Finn the Human's character arc has been highlighted by critics for its honest realistic portrayal of adolescence and universal struggles associated with coming-of-age. Brandon Zachary of Comic Book Resources described Adventure Time as "one of the most expansive fantasy series in modern history, centering around a kind but unassuming boy growing into a noble young man." Writing for Vox, Emily VanDerWerff called the series "this era's finest coming-of-age story", mentioning how Finn grew "from boy to almost-man, an adolescent who's slowly figuring out how to be both a good friend and a good person." Oliver Sava of The A.V. Club praised the episode "Breezy" for its relatable depiction of Finn's developing sexuality and his search for emotional fulfillment.

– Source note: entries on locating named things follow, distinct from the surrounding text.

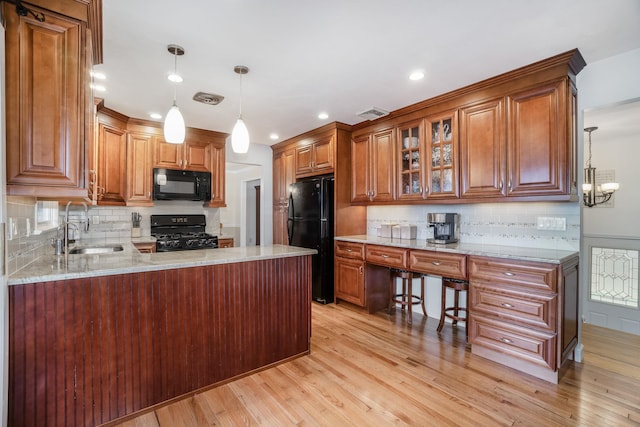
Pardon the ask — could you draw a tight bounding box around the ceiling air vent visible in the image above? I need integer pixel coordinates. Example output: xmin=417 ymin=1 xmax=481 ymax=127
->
xmin=356 ymin=107 xmax=389 ymax=120
xmin=193 ymin=92 xmax=224 ymax=105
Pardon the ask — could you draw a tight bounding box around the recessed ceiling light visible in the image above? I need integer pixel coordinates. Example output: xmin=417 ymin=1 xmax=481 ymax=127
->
xmin=409 ymin=71 xmax=424 ymax=81
xmin=167 ymin=73 xmax=182 ymax=83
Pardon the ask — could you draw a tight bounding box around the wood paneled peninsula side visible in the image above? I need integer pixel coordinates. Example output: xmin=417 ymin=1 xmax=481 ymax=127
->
xmin=8 ymin=243 xmax=315 ymax=426
xmin=335 ymin=235 xmax=579 ymax=383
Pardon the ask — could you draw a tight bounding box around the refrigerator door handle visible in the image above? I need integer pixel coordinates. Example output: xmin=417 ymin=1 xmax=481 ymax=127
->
xmin=287 ymin=218 xmax=294 ymax=246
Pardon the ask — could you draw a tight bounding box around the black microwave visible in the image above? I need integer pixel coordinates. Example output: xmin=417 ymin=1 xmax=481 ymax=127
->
xmin=153 ymin=168 xmax=211 ymax=202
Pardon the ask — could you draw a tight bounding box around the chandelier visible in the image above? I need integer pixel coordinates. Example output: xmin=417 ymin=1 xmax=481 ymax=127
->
xmin=582 ymin=126 xmax=620 ymax=208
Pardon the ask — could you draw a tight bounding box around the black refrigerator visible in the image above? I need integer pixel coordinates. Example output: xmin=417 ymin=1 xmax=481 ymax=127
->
xmin=287 ymin=176 xmax=333 ymax=304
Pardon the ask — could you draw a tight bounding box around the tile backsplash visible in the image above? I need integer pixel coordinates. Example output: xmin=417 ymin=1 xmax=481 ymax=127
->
xmin=367 ymin=202 xmax=580 ymax=251
xmin=7 ymin=196 xmax=220 ymax=274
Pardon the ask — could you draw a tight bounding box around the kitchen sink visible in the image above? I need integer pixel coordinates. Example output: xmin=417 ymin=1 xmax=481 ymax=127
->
xmin=69 ymin=245 xmax=124 ymax=255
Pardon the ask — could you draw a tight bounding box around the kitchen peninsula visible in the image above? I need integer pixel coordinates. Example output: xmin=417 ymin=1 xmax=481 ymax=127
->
xmin=9 ymin=243 xmax=315 ymax=426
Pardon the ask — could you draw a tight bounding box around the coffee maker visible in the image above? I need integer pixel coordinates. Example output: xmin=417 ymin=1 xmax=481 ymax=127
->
xmin=427 ymin=213 xmax=460 ymax=244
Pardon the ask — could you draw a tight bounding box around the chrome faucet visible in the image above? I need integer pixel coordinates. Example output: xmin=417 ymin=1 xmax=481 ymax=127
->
xmin=62 ymin=201 xmax=89 ymax=254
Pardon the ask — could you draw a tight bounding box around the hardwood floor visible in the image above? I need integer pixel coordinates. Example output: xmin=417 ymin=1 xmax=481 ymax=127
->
xmin=112 ymin=303 xmax=640 ymax=427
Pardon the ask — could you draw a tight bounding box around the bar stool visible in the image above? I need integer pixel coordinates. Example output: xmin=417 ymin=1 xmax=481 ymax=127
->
xmin=387 ymin=269 xmax=427 ymax=324
xmin=438 ymin=277 xmax=469 ymax=341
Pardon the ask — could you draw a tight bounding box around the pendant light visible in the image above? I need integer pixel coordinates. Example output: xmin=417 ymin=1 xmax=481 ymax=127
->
xmin=231 ymin=65 xmax=249 ymax=154
xmin=164 ymin=44 xmax=185 ymax=144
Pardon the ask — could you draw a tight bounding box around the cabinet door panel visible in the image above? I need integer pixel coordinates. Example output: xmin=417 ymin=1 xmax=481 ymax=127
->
xmin=507 ymin=82 xmax=569 ymax=196
xmin=335 ymin=257 xmax=365 ymax=307
xmin=98 ymin=123 xmax=127 ymax=204
xmin=2 ymin=3 xmax=91 ymax=197
xmin=296 ymin=145 xmax=313 ymax=175
xmin=127 ymin=134 xmax=153 ymax=206
xmin=460 ymin=98 xmax=507 ymax=197
xmin=351 ymin=135 xmax=371 ymax=203
xmin=153 ymin=138 xmax=182 ymax=169
xmin=182 ymin=141 xmax=211 ymax=172
xmin=313 ymin=137 xmax=333 ymax=172
xmin=369 ymin=129 xmax=396 ymax=202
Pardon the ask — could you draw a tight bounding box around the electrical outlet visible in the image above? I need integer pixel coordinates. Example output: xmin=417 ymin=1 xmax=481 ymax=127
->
xmin=537 ymin=216 xmax=567 ymax=231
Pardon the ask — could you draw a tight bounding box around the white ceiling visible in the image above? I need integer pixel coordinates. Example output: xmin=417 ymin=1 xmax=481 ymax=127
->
xmin=96 ymin=0 xmax=640 ymax=145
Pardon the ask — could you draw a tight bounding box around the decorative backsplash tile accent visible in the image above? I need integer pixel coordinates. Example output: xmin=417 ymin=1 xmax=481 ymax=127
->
xmin=367 ymin=203 xmax=580 ymax=251
xmin=7 ymin=196 xmax=220 ymax=275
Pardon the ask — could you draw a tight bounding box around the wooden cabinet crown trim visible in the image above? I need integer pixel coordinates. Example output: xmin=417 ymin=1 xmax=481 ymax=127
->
xmin=351 ymin=49 xmax=587 ymax=135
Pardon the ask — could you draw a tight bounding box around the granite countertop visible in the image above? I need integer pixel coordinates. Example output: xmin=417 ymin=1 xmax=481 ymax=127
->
xmin=8 ymin=239 xmax=317 ymax=285
xmin=335 ymin=234 xmax=578 ymax=264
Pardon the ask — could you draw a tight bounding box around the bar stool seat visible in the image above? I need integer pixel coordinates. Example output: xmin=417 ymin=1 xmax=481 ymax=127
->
xmin=438 ymin=277 xmax=469 ymax=341
xmin=387 ymin=268 xmax=427 ymax=324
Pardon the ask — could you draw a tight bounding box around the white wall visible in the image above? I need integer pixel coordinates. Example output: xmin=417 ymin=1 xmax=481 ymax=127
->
xmin=578 ymin=49 xmax=640 ymax=241
xmin=222 ymin=142 xmax=273 ymax=245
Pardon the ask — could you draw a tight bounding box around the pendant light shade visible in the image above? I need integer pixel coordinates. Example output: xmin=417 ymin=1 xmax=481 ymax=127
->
xmin=231 ymin=116 xmax=249 ymax=154
xmin=231 ymin=65 xmax=249 ymax=154
xmin=164 ymin=101 xmax=185 ymax=144
xmin=164 ymin=44 xmax=186 ymax=144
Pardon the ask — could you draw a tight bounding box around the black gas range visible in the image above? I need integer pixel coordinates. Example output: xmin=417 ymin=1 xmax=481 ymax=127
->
xmin=151 ymin=215 xmax=218 ymax=252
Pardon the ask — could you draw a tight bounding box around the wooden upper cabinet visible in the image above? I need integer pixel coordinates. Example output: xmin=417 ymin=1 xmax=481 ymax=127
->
xmin=351 ymin=129 xmax=396 ymax=203
xmin=126 ymin=132 xmax=153 ymax=206
xmin=460 ymin=97 xmax=507 ymax=198
xmin=425 ymin=110 xmax=460 ymax=199
xmin=396 ymin=120 xmax=426 ymax=200
xmin=2 ymin=2 xmax=93 ymax=199
xmin=96 ymin=109 xmax=127 ymax=205
xmin=154 ymin=138 xmax=211 ymax=172
xmin=295 ymin=134 xmax=334 ymax=177
xmin=507 ymin=79 xmax=571 ymax=196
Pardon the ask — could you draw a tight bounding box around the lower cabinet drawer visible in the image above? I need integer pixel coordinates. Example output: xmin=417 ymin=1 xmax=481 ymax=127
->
xmin=365 ymin=245 xmax=409 ymax=268
xmin=469 ymin=312 xmax=557 ymax=371
xmin=469 ymin=281 xmax=558 ymax=332
xmin=409 ymin=250 xmax=467 ymax=280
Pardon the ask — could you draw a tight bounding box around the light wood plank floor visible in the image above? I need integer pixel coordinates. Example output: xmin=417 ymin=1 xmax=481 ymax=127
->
xmin=111 ymin=303 xmax=640 ymax=427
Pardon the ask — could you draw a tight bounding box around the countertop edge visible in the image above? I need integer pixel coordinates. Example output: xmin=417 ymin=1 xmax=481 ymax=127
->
xmin=334 ymin=234 xmax=579 ymax=264
xmin=7 ymin=246 xmax=317 ymax=286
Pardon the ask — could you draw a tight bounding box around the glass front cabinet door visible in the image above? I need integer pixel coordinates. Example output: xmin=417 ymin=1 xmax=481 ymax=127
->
xmin=425 ymin=111 xmax=459 ymax=198
xmin=396 ymin=120 xmax=425 ymax=200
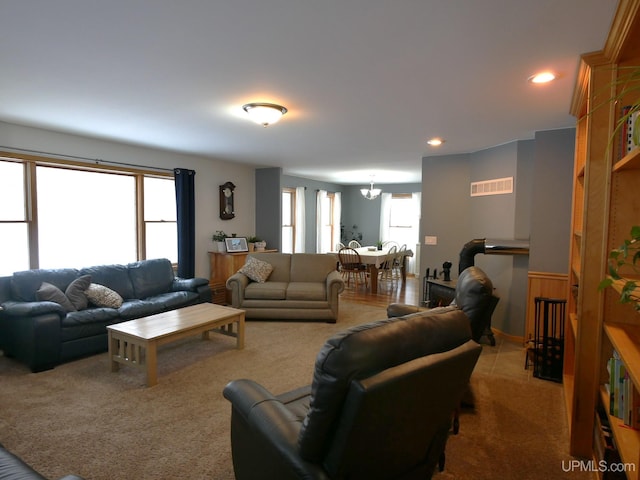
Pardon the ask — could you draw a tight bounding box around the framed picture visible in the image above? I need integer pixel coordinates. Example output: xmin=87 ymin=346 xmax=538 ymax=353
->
xmin=224 ymin=237 xmax=249 ymax=252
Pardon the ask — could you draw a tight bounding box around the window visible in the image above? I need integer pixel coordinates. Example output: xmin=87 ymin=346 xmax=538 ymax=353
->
xmin=316 ymin=190 xmax=341 ymax=253
xmin=36 ymin=166 xmax=137 ymax=268
xmin=380 ymin=193 xmax=421 ymax=272
xmin=0 ymin=160 xmax=29 ymax=275
xmin=0 ymin=157 xmax=177 ymax=275
xmin=143 ymin=176 xmax=178 ymax=263
xmin=282 ymin=188 xmax=296 ymax=253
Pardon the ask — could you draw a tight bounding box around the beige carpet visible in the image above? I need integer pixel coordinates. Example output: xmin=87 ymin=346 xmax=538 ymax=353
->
xmin=0 ymin=303 xmax=590 ymax=480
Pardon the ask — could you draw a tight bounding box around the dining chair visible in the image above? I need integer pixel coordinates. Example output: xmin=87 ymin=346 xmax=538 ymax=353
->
xmin=338 ymin=247 xmax=368 ymax=288
xmin=392 ymin=243 xmax=407 ymax=278
xmin=382 ymin=240 xmax=399 ymax=248
xmin=380 ymin=245 xmax=398 ymax=281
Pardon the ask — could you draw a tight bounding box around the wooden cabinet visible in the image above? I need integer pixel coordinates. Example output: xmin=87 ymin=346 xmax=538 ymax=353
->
xmin=209 ymin=250 xmax=277 ymax=305
xmin=563 ymin=0 xmax=640 ymax=472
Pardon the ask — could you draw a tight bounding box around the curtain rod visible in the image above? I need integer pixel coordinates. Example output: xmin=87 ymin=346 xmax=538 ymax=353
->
xmin=0 ymin=145 xmax=173 ymax=173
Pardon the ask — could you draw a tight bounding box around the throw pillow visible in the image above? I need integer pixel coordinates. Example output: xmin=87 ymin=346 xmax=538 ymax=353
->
xmin=36 ymin=282 xmax=76 ymax=312
xmin=64 ymin=275 xmax=91 ymax=310
xmin=84 ymin=283 xmax=122 ymax=308
xmin=238 ymin=257 xmax=273 ymax=283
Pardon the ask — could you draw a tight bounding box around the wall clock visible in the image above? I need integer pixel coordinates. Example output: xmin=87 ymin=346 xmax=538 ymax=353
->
xmin=220 ymin=182 xmax=236 ymax=220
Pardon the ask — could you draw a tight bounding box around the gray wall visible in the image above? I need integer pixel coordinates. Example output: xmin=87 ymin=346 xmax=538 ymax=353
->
xmin=256 ymin=168 xmax=282 ymax=249
xmin=420 ymin=129 xmax=575 ymax=336
xmin=529 ymin=128 xmax=575 ymax=273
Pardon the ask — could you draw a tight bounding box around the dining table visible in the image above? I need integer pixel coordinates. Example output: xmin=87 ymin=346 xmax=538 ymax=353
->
xmin=331 ymin=247 xmax=413 ymax=293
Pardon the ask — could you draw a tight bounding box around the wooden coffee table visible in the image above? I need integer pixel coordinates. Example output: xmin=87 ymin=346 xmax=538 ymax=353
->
xmin=107 ymin=303 xmax=244 ymax=387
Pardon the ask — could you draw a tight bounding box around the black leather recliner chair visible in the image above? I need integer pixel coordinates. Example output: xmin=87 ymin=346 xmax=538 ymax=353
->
xmin=223 ymin=307 xmax=481 ymax=480
xmin=387 ymin=266 xmax=500 ymax=345
xmin=0 ymin=444 xmax=83 ymax=480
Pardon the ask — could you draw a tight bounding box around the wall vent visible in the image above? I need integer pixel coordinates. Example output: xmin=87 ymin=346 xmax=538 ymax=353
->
xmin=471 ymin=177 xmax=513 ymax=197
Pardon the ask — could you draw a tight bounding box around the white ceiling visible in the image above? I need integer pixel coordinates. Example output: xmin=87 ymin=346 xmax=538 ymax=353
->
xmin=0 ymin=0 xmax=616 ymax=184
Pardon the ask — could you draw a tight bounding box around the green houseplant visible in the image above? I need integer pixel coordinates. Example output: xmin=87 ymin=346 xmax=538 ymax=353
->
xmin=600 ymin=225 xmax=640 ymax=311
xmin=247 ymin=235 xmax=262 ymax=252
xmin=595 ymin=66 xmax=640 ymax=311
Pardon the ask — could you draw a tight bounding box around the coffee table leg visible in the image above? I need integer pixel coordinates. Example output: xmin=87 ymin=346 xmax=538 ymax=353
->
xmin=145 ymin=342 xmax=158 ymax=387
xmin=107 ymin=330 xmax=120 ymax=372
xmin=236 ymin=312 xmax=245 ymax=350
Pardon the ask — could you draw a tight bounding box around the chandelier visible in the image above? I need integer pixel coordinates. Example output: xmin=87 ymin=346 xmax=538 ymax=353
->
xmin=360 ymin=179 xmax=382 ymax=200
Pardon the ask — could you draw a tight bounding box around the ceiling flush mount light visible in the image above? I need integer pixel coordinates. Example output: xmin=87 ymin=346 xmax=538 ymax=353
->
xmin=242 ymin=103 xmax=287 ymax=127
xmin=529 ymin=72 xmax=556 ymax=84
xmin=360 ymin=179 xmax=382 ymax=200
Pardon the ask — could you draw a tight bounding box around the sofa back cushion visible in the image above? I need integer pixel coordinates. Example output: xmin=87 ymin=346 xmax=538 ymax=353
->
xmin=128 ymin=258 xmax=175 ymax=299
xmin=298 ymin=307 xmax=471 ymax=462
xmin=80 ymin=265 xmax=135 ymax=299
xmin=248 ymin=252 xmax=291 ymax=282
xmin=290 ymin=253 xmax=336 ymax=282
xmin=11 ymin=268 xmax=80 ymax=302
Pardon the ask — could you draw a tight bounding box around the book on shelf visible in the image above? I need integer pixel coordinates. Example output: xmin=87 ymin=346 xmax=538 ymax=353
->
xmin=620 ymin=105 xmax=640 ymax=158
xmin=605 ymin=350 xmax=640 ymax=429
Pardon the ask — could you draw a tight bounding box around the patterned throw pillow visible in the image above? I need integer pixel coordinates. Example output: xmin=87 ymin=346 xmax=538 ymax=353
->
xmin=64 ymin=275 xmax=91 ymax=310
xmin=238 ymin=257 xmax=273 ymax=283
xmin=36 ymin=282 xmax=76 ymax=312
xmin=84 ymin=283 xmax=122 ymax=308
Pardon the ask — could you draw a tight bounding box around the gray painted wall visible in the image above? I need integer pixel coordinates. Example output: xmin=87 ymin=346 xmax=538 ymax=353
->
xmin=420 ymin=129 xmax=575 ymax=336
xmin=256 ymin=168 xmax=282 ymax=249
xmin=529 ymin=128 xmax=575 ymax=273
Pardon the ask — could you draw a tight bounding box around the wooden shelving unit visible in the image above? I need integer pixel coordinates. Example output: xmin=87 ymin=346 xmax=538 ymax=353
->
xmin=564 ymin=0 xmax=640 ymax=472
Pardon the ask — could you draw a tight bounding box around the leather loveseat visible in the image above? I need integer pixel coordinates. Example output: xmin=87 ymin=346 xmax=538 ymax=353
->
xmin=0 ymin=445 xmax=83 ymax=480
xmin=0 ymin=259 xmax=211 ymax=372
xmin=227 ymin=253 xmax=344 ymax=323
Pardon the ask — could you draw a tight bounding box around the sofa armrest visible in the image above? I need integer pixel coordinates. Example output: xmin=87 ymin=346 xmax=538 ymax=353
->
xmin=226 ymin=272 xmax=249 ymax=308
xmin=2 ymin=300 xmax=67 ymax=318
xmin=327 ymin=270 xmax=344 ymax=295
xmin=0 ymin=445 xmax=84 ymax=480
xmin=171 ymin=277 xmax=211 ymax=302
xmin=0 ymin=300 xmax=66 ymax=372
xmin=223 ymin=380 xmax=328 ymax=480
xmin=387 ymin=303 xmax=429 ymax=318
xmin=171 ymin=277 xmax=209 ymax=292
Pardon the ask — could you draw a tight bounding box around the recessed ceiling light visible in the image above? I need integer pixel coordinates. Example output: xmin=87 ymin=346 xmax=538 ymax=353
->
xmin=529 ymin=72 xmax=556 ymax=83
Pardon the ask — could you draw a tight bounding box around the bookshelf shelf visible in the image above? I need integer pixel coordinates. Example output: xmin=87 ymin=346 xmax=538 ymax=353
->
xmin=565 ymin=0 xmax=640 ymax=468
xmin=600 ymin=387 xmax=640 ymax=480
xmin=613 ymin=147 xmax=640 ymax=172
xmin=604 ymin=322 xmax=640 ymax=386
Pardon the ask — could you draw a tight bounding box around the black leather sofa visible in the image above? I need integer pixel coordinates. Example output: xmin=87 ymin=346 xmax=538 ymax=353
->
xmin=0 ymin=259 xmax=211 ymax=372
xmin=387 ymin=266 xmax=500 ymax=345
xmin=223 ymin=306 xmax=482 ymax=480
xmin=0 ymin=444 xmax=83 ymax=480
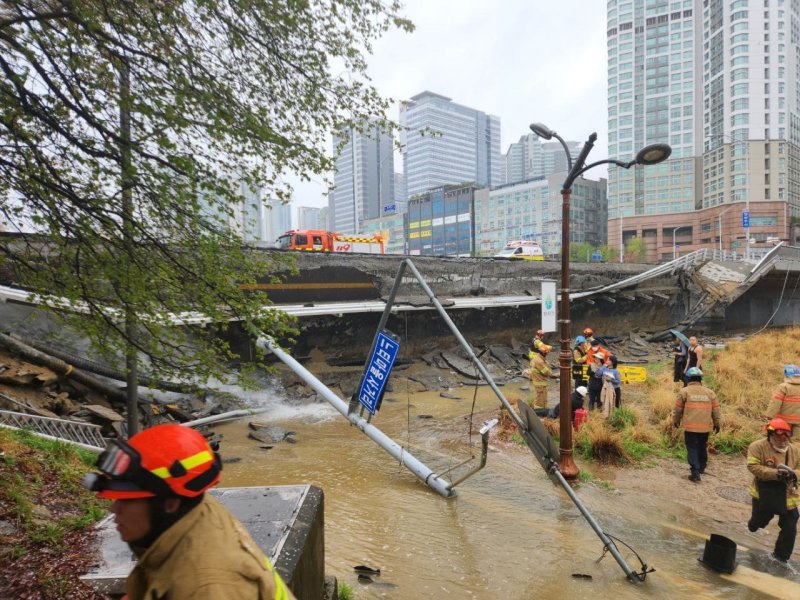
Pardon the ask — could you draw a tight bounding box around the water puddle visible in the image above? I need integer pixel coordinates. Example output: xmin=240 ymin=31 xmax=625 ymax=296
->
xmin=216 ymin=387 xmax=800 ymax=600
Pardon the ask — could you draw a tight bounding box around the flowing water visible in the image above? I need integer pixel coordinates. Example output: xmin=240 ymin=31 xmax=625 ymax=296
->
xmin=211 ymin=378 xmax=800 ymax=600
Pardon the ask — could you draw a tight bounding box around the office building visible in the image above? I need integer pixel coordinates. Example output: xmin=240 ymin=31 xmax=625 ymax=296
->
xmin=475 ymin=173 xmax=608 ymax=256
xmin=405 ymin=184 xmax=475 ymax=256
xmin=400 ymin=91 xmax=502 ymax=198
xmin=328 ymin=124 xmax=394 ymax=233
xmin=297 ymin=206 xmax=327 ymax=229
xmin=607 ymin=0 xmax=800 ymax=261
xmin=501 ymin=133 xmax=583 ymax=183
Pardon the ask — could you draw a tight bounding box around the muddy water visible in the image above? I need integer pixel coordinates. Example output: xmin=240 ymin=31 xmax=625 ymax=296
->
xmin=212 ymin=388 xmax=800 ymax=600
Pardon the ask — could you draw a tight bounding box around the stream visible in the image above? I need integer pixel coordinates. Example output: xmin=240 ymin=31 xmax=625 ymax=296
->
xmin=209 ymin=378 xmax=800 ymax=600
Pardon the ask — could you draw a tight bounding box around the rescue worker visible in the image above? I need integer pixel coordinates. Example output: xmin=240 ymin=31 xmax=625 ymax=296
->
xmin=531 ymin=329 xmax=547 ymax=350
xmin=572 ymin=335 xmax=591 ymax=389
xmin=684 ymin=335 xmax=703 ymax=381
xmin=528 ymin=344 xmax=552 ymax=409
xmin=747 ymin=419 xmax=800 ymax=562
xmin=767 ymin=365 xmax=800 ymax=439
xmin=586 ymin=339 xmax=606 ymax=410
xmin=84 ymin=424 xmax=294 ymax=600
xmin=672 ymin=367 xmax=722 ymax=483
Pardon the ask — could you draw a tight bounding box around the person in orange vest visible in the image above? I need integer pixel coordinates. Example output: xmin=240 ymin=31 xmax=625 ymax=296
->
xmin=84 ymin=424 xmax=294 ymax=600
xmin=572 ymin=335 xmax=591 ymax=389
xmin=747 ymin=419 xmax=800 ymax=562
xmin=528 ymin=344 xmax=552 ymax=408
xmin=672 ymin=367 xmax=722 ymax=483
xmin=766 ymin=365 xmax=800 ymax=438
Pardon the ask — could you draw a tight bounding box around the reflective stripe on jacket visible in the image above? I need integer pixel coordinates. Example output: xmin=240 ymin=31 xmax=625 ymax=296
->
xmin=126 ymin=494 xmax=294 ymax=600
xmin=672 ymin=381 xmax=721 ymax=433
xmin=767 ymin=377 xmax=800 ymax=425
xmin=747 ymin=438 xmax=800 ymax=510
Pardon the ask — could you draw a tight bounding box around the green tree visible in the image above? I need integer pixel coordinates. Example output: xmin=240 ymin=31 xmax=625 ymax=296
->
xmin=0 ymin=0 xmax=411 ymax=420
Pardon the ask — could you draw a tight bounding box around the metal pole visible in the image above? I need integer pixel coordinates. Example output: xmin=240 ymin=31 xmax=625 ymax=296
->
xmin=256 ymin=337 xmax=455 ymax=498
xmin=558 ymin=188 xmax=588 ymax=480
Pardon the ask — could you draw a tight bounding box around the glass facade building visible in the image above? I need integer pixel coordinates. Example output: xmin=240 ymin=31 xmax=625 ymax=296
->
xmin=400 ymin=91 xmax=502 ymax=198
xmin=405 ymin=185 xmax=475 ymax=256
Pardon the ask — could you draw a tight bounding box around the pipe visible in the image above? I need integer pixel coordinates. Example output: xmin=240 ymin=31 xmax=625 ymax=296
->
xmin=256 ymin=335 xmax=455 ymax=498
xmin=181 ymin=408 xmax=269 ymax=427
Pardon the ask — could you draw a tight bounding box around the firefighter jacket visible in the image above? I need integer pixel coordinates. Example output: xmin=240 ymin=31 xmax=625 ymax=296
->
xmin=528 ymin=352 xmax=551 ymax=387
xmin=572 ymin=345 xmax=589 ymax=379
xmin=672 ymin=381 xmax=722 ymax=433
xmin=767 ymin=377 xmax=800 ymax=430
xmin=747 ymin=438 xmax=800 ymax=510
xmin=126 ymin=494 xmax=294 ymax=600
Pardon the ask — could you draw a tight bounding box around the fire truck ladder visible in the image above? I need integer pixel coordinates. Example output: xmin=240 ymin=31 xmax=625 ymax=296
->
xmin=0 ymin=410 xmax=106 ymax=452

Finn's story arc as the last remaining human and his eventual discovery of other humans has been praised by critics. Zach Blumenfeld of Paste contrasted Finn's rootless and heroic existence to the passionless, technology-dependent lives of the other human survivors in Islands. Blumenfeld considered Finn to be an example of Friedrich Nietzsche's hypothetical Übermensch.[Finn] affirms life as it happens (both the good and the bad), constantly creates a value system and exists completely unfettered by society or the past. [...] He's grown up without the weight of human history and custom, has guided his own way through a flood of adolescent emotions and has become a hero in a dangerous land of his own free will. His moral code, once crafted in the image of his idol, Billy, is now of his own making. The character also became extremely popular among Adventure Time's fanbase. In 2019, Rich Goldstein of The Daily Beast commented on Finn's popularity among cosplayers, saying "Halloween nights and comic conventions of the last few years have seen an increase in the number of children (and adults) all over the U.S. who wore Finn and Jake costumes." John DiMaggio recalled "walking around at conventions and seeing everybody wearing their Finn costumes and their Jake costumes and how the characters endeared themselves to people". A float in Finn's likeness was included in the 2013 Macy's Thanksgiving Day Parade.

Finn's narrative and impact on younger audiences has been compared to that of Harry Potter, the titular character in J. K. Rowling's book series of the same name. In particular, both characters were aged up as the series progressed, with Darren Franich of Entertainment Weekly saying that Finn "[aged] with his audience like last decade's Harry Potter kids."